Week 7 Exercise Model Building (Linear Regression) Do not forget to answer the Additional Questions for LR1
Question:
Week 7 Exercise Model Building (Linear Regression)
Do not forget to answer the Additional Questions for LR1 (below) AND include a brief 1-2 sentence interpretation of the results (R-squared) for LR2. Also note you must submit your assignment either in a Word document with code and visualizations included OR as a Jupyter Notebook file (.ipynb).
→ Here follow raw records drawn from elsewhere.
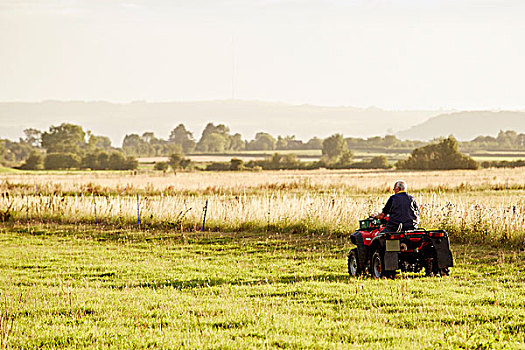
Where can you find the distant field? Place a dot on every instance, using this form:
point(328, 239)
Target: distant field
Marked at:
point(476, 206)
point(315, 155)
Two documents/files, one for LR1 and one for LR2.
You will complete two simple linear regressions for this exercise, for each dataset and problem statement, you should complete and include the following:
General Required Elements
- Model building and linear regression process: Use scikit learn, train_test_split to fit the model, run the linear regression and predict the target variable (y).
- Model Results: Print the intercept and coefficient of the line.
- Model Accuracy: Print accuracy metrics from scikit learn, including r-squared
- Visualizations:Create a least 3 visualizations:
- Before running the linear regression:
- (1) A scatterplot of the raw data, x vs y. See Note: Scientific Notation in matplotlib below.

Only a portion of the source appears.